O Pirata do Rei na Terra do Sol - Crítica em As Leituras do Corvo

Apesar de subordinada ao reino, São Sebastião é uma terra com regras particulares, onde os negócios de poucos produzem grandes benefícios enquanto que os restantes sobrevivem com a luta de cada dia. Mas, enquanto se fazem os últimos preparativos para a celebração de uma vitória passada, uma nova ameaça surge para perturbar a paz. Escondida pelo nevoeiro, uma frota de barcos franceses prepara-se para tomar a cidade. E poucos são os meios - e menos ainda a coragem - para os combater. Liderados por René Duguay-Trouin, os franceses esperam uma grande vitória e um resgate satisfatório. O que não esperam é que os piores inimigos da cidade que vêm invadir estejam na elite dessa mesma cidade.

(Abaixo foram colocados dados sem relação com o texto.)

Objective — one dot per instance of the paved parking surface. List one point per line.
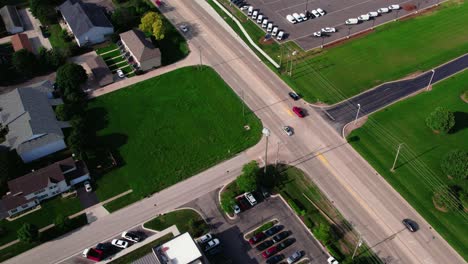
(231, 232)
(337, 12)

Centrado num acontecimento histórico, mas, acima de tudo, no contexto em que este decorre, este é um livro que cativa, em primeiro lugar, pela conjugação entre uma vasta quantidade de informação e uma narrativa que, sem ser de leitura compulsiva, se revela, ainda assim, bastante cativante. Para isso, contribuem os capítulos curtos, que fazem com que a forte componente descritiva seja apresentada ao leitor de forma gradual, mas também a escrita fluída e agradável que apresenta todos os detalhes sem os tornar demasiado intrincados.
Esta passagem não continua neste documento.